I'm having fun with the humorous side of this but really there's a sacred side to it. Ramana Maharshi became so united with God that people flocked to this great saint by the hundreds of thousands just to be in his presence. Really he was a spiritual giant.
Yesterday as Eli and I were walking along the road – not doing sadhana but going for Chai – we saw a man lying in the road and thought there must have been an accident. But then he started rolling. He was clad only in his dhoti (or is it lungi? One of them is like a diaper and the other is like a towel wrapped around. This man was in the diaper-thing). He was saying the mantra “Om Namah Shivaya” which is a way of saying the name of God. For every repetition of the Name he would roll. He was rolling clockwise (pradakshina) around his own central axis (spine) as well as around the mountain. He would be doing that continuously for a minimum of 48 hours. 48 hours would pretty much be speed-rolling as it usually takes much longer. He was doing all of this on the open road. That means his unprotected body would be rolling over dung and stones and burning hot surface, without a pause. Nobody was sweeping up the way in front of him. He did have one friend standing guard to make sure he didn't get smashed by traffic. Sounds crazy, right? Well maybe it is but I think it is intense devotion too. I admire it even though I couldn't begin to emulate it. The Indians can do this kind of practice because they know how to suffer. We don't. Not the way they do. So they take their devotional practice to their edge – just like a lot of westerners do. But the Indian edge is a lot sharper. Anyway, I don't think “crazy”---I think “holy”.
But I do have some opportunities to think “crazy”. There are some westerners here who seem to me to be either crazy or deeply deluded or just annoying. Here's one description and then I'll quit being so judgmental. I saw a man who had tons of Rudraksha Malas hanging around his neck. (A rudraksha mala is like a rosary and is used, like a rosary, to count prayers. It is also an emblem of dedication to practice. It is not supposed to be worn as jewelry but rather should be worn tucked inside your clothes). This guy had Rudraksha – Bling going on. I overheard him tell someone that he didn't know yet where he would go next – he was waiting for the mountain to tell him. Meanwhile he was enjoying multiple cups of chai, chatting with “hot” French spiritual seekers and watching the rolling saddhu.

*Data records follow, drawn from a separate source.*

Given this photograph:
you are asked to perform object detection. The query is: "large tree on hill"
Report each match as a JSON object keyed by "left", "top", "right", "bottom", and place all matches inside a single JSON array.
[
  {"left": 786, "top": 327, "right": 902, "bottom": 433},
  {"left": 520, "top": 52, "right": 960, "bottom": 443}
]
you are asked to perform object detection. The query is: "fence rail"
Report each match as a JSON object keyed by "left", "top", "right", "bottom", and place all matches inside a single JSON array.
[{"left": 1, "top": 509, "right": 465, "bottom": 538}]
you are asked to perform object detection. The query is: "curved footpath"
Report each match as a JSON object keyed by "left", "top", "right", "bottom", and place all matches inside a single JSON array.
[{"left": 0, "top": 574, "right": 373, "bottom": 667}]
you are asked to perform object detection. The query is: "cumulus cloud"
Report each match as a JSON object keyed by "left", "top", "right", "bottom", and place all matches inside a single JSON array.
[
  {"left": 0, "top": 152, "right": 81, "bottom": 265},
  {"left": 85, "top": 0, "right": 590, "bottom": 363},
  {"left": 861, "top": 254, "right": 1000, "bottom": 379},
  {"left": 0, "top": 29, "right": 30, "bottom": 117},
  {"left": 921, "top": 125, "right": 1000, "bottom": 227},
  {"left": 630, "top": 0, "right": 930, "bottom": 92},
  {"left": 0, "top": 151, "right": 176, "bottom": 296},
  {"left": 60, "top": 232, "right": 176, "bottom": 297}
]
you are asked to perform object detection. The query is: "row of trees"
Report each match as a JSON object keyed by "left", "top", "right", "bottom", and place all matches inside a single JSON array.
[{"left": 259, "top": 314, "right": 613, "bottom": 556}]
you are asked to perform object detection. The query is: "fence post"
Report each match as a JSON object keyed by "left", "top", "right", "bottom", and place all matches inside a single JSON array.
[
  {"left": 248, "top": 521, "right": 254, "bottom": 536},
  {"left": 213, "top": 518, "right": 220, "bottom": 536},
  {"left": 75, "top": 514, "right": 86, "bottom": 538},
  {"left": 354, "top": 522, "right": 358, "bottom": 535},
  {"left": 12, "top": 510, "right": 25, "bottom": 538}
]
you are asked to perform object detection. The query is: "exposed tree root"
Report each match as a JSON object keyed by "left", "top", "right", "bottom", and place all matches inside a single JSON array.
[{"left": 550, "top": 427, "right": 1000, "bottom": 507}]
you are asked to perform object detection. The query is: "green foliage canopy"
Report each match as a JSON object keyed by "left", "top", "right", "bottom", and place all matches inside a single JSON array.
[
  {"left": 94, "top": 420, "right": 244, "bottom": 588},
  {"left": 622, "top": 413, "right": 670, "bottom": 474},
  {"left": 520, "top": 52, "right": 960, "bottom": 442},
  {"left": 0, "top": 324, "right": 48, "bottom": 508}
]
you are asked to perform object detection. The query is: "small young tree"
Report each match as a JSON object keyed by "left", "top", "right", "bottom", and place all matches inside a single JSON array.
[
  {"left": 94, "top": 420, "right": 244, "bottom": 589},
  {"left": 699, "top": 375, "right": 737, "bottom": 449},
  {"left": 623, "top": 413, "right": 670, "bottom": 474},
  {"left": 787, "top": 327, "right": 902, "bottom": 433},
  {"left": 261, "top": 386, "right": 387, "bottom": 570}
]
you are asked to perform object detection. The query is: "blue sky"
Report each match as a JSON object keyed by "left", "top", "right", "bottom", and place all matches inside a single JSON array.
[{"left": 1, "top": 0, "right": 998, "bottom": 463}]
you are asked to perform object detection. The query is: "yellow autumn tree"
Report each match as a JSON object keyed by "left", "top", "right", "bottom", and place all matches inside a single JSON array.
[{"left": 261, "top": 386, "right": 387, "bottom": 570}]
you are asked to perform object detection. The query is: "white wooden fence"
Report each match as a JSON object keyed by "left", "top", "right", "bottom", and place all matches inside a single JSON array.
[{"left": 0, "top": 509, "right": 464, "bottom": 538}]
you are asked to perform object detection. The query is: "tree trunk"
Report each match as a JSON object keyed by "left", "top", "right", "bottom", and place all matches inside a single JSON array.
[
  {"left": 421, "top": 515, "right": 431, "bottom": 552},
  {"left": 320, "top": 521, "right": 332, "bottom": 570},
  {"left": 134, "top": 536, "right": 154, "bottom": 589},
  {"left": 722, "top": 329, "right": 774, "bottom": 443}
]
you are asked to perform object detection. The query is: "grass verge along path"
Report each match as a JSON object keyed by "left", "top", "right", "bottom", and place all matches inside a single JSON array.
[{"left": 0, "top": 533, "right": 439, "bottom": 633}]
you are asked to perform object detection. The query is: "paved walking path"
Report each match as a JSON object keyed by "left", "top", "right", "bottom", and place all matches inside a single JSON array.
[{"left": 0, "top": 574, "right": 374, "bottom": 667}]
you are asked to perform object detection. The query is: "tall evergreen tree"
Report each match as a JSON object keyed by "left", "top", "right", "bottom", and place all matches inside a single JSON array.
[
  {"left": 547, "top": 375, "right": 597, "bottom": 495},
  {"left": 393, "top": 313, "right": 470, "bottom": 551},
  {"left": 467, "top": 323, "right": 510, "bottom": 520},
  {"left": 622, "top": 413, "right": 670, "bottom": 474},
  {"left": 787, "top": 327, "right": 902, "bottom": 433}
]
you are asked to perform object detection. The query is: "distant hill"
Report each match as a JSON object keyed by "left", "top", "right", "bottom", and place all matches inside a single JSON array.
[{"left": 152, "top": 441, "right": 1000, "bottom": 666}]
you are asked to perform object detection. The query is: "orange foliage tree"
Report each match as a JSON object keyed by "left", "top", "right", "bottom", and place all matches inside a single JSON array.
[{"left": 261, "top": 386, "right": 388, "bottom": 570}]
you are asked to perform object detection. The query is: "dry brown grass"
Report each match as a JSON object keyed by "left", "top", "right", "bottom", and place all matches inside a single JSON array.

Eli and I are continuing to love being here.....we were going to leave today but we are extending things a bit and probeably won't leave until the 4th. I still haven't circumambulated the mountain but I have meditated in both the Ramana Maharshi cave....that was amazing. And I visited the reconstructed Shiva temple here he first sat at the age of 16. That was amazing too. Happily Volker was our guide as otherwise there would be no way I could have understood even a smalll percentage of what I saw.
AND! I've discovered a German bakery here that makes German style cheesecake that takes me into a state of Bliss. So I maybe I don't have to practice X-Treme Abhyasa to attain Nirvana. Yeah...that's it....the Mountain told me.